Welcome to the Farmers Weekly series putting country couples in the spotlight in a bid to work out what makes rural relationships tick. Here we put the questions to Andrew Oram and Hannah Sutcliffe, who met in June 2012.
What are your recollections of how/where you met?
It was a two-hour drive to meet Hannah after meeting her on Muddy Matches, so I was just glad she turned up, albeit a nervous 45 minutes late!
Smuggling our way into a National Trust property (accidentally of course!).
What do you like most about your other half?
Her backside and her ability to make a bloody good sandwich on demand.
His backside and how understanding he is of my ditzy moments.
How would describe their personality?
Hannah is a breath of fresh air, full of life and happiness.
Thoughtful, laid-back and a much-needed calming influence on a very giddy Northerner!
And their dress sense?
All very sensible except the denim dress that horrified me… and that was while it was still on the hanger.
Pretty good. Usual farmer staples: checked shirt, big boots. Not so sure about the white trousers, though.
And if you could change one thing about them what would it be?
Stop her being so clumsy – she dropped the same bottle seven times on our first date.
Nothing. He’s perfect!
Whatís the highlight of your time together?
Too many to mention! Although, taking Hannah home to Yorkshire for my first Christmas away from home and nailing victory at “Farm-opoly” is worth a mention!
Giggles in the tractor, long walks and getting to know my best friend.
What’s the most annoying habit?
Making a mess of the butter dish.
Taking his shirts and jumpers off as one item then either leaving them on the floor or folding them up and putting them away like this. Infuriating.
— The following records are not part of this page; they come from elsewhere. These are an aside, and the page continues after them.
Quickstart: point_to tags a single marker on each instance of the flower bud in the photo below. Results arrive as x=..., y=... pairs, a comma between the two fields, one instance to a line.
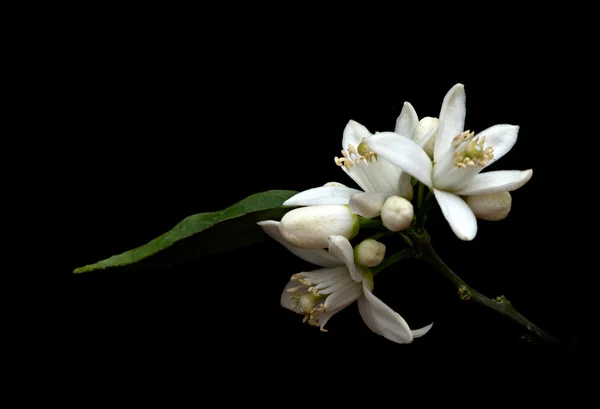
x=367, y=204
x=309, y=227
x=369, y=253
x=397, y=213
x=493, y=206
x=424, y=126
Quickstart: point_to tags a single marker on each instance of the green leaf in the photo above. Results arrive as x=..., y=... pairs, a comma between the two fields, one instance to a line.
x=203, y=234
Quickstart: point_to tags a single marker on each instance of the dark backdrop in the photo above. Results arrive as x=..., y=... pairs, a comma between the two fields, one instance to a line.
x=169, y=126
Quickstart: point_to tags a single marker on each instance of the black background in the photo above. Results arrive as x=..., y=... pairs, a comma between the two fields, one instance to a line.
x=175, y=121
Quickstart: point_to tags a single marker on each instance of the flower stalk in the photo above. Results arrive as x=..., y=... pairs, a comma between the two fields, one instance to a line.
x=426, y=252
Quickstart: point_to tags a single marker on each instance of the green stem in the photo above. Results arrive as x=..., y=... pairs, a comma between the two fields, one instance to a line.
x=394, y=258
x=370, y=223
x=381, y=235
x=466, y=292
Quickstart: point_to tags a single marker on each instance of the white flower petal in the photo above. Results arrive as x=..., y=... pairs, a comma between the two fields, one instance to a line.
x=424, y=142
x=367, y=204
x=287, y=296
x=449, y=177
x=458, y=214
x=353, y=134
x=417, y=333
x=382, y=320
x=404, y=153
x=405, y=189
x=321, y=196
x=360, y=177
x=340, y=247
x=326, y=276
x=341, y=299
x=500, y=137
x=452, y=120
x=319, y=257
x=496, y=181
x=407, y=121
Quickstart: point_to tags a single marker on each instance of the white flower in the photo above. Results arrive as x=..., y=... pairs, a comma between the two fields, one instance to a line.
x=492, y=207
x=310, y=227
x=397, y=213
x=377, y=177
x=369, y=253
x=458, y=159
x=320, y=294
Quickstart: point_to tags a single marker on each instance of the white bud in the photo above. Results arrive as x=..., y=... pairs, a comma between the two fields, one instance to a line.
x=309, y=227
x=334, y=184
x=367, y=204
x=424, y=126
x=493, y=206
x=397, y=213
x=369, y=253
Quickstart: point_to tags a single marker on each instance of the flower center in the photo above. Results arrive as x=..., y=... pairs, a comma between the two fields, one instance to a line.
x=469, y=152
x=307, y=302
x=353, y=156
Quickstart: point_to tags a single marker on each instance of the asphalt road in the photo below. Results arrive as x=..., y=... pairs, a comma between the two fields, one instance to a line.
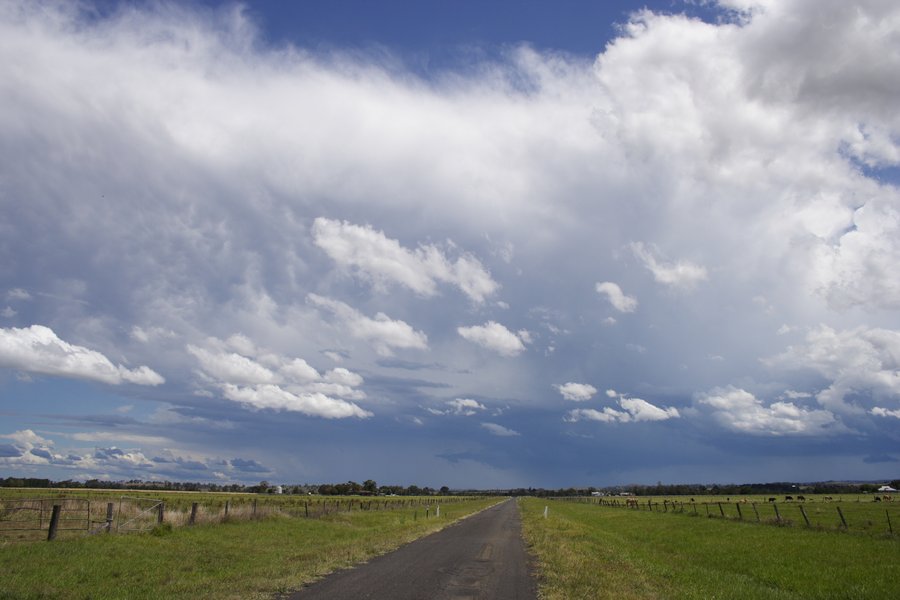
x=482, y=556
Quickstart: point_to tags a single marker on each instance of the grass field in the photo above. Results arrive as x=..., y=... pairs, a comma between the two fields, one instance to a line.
x=235, y=559
x=25, y=513
x=590, y=551
x=860, y=512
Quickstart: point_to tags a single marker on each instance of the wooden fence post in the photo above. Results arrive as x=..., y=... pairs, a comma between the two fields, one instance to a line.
x=54, y=523
x=109, y=516
x=843, y=520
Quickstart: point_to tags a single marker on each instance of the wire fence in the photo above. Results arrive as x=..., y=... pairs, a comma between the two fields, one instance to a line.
x=873, y=516
x=34, y=519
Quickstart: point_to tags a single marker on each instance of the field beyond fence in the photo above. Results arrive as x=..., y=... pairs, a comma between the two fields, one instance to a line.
x=585, y=549
x=857, y=513
x=80, y=513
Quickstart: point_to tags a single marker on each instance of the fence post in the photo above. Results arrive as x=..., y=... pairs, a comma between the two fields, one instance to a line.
x=109, y=516
x=843, y=520
x=54, y=523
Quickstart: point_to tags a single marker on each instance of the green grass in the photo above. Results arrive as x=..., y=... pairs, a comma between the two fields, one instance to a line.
x=236, y=559
x=588, y=551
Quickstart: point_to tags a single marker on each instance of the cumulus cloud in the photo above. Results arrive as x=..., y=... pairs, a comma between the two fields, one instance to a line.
x=290, y=385
x=879, y=411
x=465, y=407
x=763, y=152
x=37, y=349
x=494, y=336
x=862, y=359
x=739, y=410
x=616, y=297
x=579, y=392
x=231, y=367
x=384, y=333
x=276, y=398
x=375, y=256
x=680, y=274
x=633, y=410
x=499, y=430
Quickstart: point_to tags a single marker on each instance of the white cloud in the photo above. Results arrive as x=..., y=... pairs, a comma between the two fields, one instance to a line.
x=116, y=436
x=739, y=410
x=231, y=367
x=861, y=359
x=633, y=410
x=464, y=407
x=37, y=349
x=499, y=430
x=18, y=294
x=885, y=412
x=494, y=336
x=343, y=376
x=680, y=274
x=384, y=333
x=579, y=392
x=292, y=384
x=276, y=398
x=616, y=297
x=300, y=370
x=382, y=259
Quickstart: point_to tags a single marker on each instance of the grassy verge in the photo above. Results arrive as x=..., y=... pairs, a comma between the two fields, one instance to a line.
x=586, y=551
x=239, y=559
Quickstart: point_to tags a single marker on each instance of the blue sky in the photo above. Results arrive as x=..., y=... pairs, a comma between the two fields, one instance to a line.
x=467, y=244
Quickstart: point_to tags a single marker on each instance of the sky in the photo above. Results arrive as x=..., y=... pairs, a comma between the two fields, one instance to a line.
x=471, y=244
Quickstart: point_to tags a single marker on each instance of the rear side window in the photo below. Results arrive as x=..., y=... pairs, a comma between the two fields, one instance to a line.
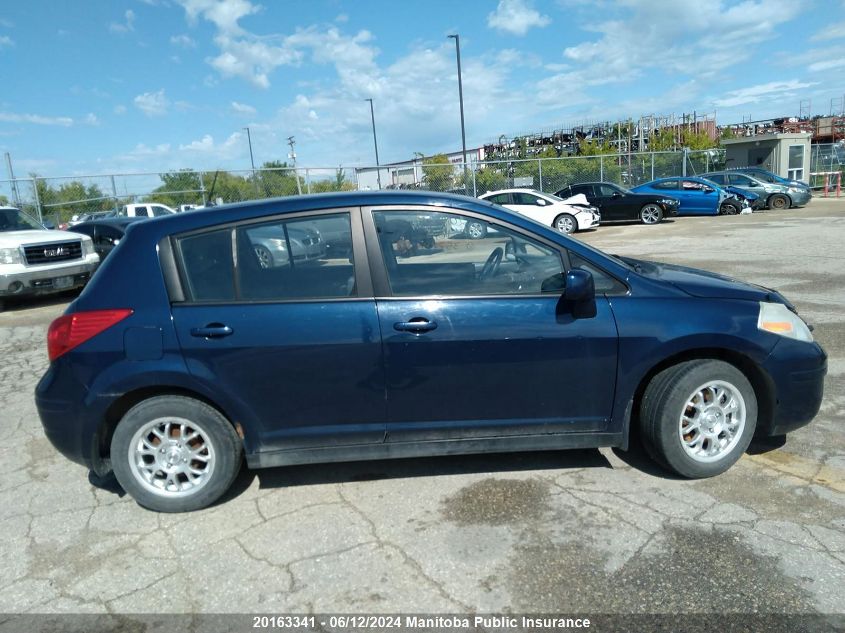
x=207, y=266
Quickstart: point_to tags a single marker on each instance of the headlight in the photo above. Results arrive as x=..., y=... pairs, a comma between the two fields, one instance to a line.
x=10, y=256
x=778, y=319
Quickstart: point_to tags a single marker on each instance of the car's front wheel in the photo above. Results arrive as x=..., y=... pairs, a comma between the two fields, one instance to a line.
x=779, y=201
x=175, y=454
x=698, y=417
x=565, y=223
x=651, y=214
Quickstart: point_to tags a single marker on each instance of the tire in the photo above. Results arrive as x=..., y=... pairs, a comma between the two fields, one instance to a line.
x=215, y=454
x=729, y=208
x=779, y=201
x=651, y=214
x=263, y=255
x=565, y=223
x=692, y=442
x=475, y=230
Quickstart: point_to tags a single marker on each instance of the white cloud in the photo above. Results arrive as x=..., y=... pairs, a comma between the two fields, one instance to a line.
x=243, y=108
x=755, y=94
x=152, y=103
x=516, y=17
x=185, y=41
x=831, y=32
x=126, y=26
x=37, y=119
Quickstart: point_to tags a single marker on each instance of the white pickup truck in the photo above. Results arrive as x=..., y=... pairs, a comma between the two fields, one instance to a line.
x=35, y=260
x=145, y=210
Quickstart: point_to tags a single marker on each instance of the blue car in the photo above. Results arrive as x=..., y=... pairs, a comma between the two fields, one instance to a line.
x=697, y=195
x=185, y=354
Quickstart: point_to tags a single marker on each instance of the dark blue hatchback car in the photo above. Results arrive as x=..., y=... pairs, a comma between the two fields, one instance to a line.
x=380, y=331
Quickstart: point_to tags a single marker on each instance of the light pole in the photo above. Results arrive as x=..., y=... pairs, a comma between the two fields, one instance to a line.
x=457, y=39
x=375, y=142
x=251, y=159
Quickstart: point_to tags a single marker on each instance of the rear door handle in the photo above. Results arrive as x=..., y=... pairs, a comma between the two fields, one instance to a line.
x=417, y=326
x=212, y=330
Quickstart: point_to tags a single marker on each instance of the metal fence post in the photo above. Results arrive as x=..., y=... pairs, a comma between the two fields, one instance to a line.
x=37, y=199
x=114, y=192
x=202, y=190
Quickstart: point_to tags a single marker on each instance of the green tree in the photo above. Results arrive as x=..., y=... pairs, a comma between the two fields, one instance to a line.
x=438, y=173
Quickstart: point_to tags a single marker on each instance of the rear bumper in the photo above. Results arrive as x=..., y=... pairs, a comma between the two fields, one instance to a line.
x=797, y=370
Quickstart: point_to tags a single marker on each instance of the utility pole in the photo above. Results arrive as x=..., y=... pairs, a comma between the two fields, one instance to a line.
x=14, y=182
x=375, y=143
x=457, y=39
x=292, y=156
x=251, y=159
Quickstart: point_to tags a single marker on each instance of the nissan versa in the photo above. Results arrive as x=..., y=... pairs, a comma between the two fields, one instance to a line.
x=185, y=353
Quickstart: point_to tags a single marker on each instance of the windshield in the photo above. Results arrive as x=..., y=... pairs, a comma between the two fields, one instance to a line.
x=16, y=220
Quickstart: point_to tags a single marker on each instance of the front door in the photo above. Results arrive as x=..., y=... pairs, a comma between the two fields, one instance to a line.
x=288, y=331
x=474, y=347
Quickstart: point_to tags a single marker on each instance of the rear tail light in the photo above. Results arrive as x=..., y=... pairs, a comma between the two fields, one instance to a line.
x=71, y=330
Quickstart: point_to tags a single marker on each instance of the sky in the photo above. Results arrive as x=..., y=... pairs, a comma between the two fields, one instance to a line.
x=126, y=86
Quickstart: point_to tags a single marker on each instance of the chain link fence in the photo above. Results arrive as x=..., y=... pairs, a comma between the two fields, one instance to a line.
x=58, y=200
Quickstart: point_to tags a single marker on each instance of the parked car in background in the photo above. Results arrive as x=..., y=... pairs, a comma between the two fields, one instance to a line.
x=36, y=260
x=771, y=195
x=105, y=232
x=617, y=203
x=529, y=340
x=145, y=210
x=767, y=176
x=696, y=195
x=546, y=208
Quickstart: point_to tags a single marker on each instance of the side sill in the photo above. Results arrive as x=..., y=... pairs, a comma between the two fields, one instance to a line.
x=398, y=450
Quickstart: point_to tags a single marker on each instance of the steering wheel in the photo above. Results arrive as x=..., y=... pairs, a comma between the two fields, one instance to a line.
x=491, y=266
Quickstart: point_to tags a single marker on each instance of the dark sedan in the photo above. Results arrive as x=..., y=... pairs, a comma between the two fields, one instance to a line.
x=105, y=231
x=184, y=354
x=617, y=203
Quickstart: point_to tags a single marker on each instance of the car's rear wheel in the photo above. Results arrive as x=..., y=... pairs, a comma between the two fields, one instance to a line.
x=175, y=454
x=475, y=230
x=779, y=201
x=565, y=223
x=729, y=208
x=698, y=417
x=651, y=214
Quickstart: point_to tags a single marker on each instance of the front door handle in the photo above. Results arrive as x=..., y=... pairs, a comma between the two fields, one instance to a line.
x=212, y=330
x=417, y=325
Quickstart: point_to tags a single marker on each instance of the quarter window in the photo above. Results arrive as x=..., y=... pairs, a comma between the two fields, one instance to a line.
x=434, y=254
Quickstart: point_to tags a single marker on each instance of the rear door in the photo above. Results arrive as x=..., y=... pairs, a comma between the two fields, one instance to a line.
x=296, y=340
x=474, y=347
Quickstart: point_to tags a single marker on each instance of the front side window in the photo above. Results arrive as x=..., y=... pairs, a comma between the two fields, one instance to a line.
x=428, y=256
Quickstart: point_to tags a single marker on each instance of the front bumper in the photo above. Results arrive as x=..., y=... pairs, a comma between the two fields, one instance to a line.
x=18, y=280
x=797, y=370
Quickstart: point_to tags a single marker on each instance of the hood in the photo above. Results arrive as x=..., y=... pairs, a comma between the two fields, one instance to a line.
x=34, y=236
x=702, y=283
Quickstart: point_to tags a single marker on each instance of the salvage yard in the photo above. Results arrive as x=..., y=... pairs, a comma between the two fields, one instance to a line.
x=598, y=531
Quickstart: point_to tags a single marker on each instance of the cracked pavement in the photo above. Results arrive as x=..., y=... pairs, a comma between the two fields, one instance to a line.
x=599, y=531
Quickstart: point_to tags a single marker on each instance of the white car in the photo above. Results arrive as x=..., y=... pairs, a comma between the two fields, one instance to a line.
x=567, y=216
x=35, y=260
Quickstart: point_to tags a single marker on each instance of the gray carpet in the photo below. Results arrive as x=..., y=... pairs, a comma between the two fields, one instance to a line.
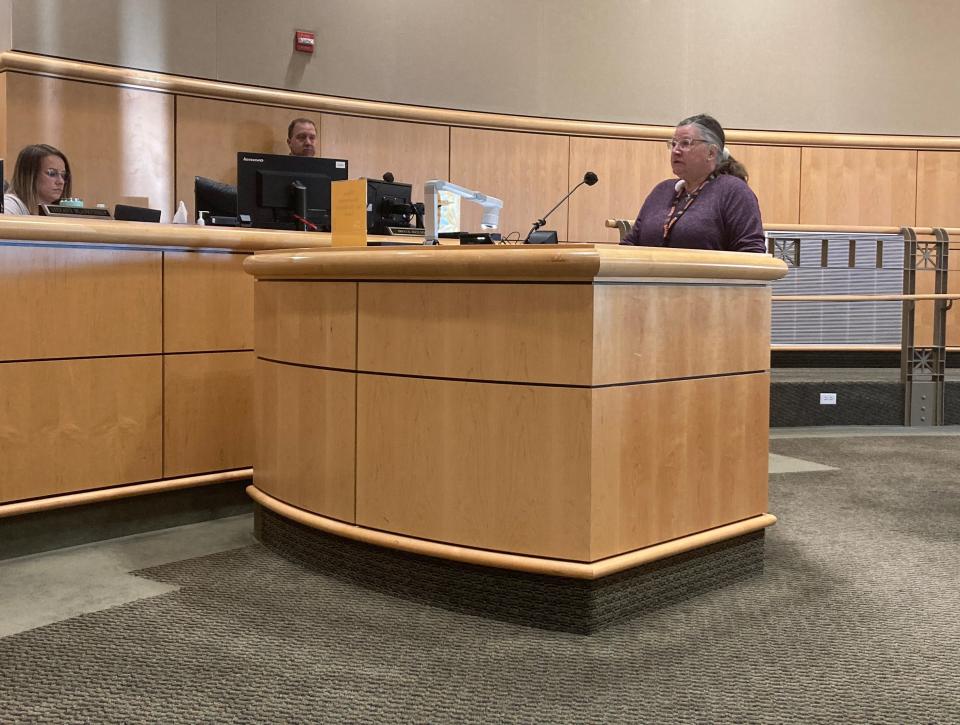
x=857, y=617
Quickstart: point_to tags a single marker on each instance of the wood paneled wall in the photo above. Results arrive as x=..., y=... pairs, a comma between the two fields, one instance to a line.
x=146, y=146
x=120, y=141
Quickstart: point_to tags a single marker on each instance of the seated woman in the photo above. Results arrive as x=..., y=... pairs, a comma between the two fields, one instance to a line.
x=710, y=207
x=40, y=176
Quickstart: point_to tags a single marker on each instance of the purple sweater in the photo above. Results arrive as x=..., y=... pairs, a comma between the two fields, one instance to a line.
x=724, y=216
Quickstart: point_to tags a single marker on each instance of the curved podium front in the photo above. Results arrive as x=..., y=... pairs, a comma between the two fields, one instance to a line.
x=573, y=412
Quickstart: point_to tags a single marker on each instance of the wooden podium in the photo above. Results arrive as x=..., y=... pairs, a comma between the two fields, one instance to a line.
x=570, y=411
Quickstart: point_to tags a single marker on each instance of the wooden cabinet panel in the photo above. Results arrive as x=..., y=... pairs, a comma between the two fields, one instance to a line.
x=413, y=152
x=305, y=428
x=119, y=140
x=527, y=171
x=207, y=302
x=311, y=323
x=774, y=176
x=207, y=412
x=690, y=455
x=70, y=425
x=71, y=301
x=873, y=187
x=628, y=170
x=514, y=332
x=502, y=467
x=655, y=332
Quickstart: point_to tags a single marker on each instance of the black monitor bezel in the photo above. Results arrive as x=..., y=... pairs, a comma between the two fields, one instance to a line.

What’s the secret to a good relationship?
Talk about everything and have no secrets.
Laughter and being able to tell each other anything.
Are rural people more romantic than urban ones?
I couldn’t tell you, I’ve never been out with a townie.
Of course. Flowers and fine dining are overrated… it’s all about make-shift passenger seats in items of farm machinery.
When you can’t imagine your life without it.
You don’t know until you have it, then you can’t explain it.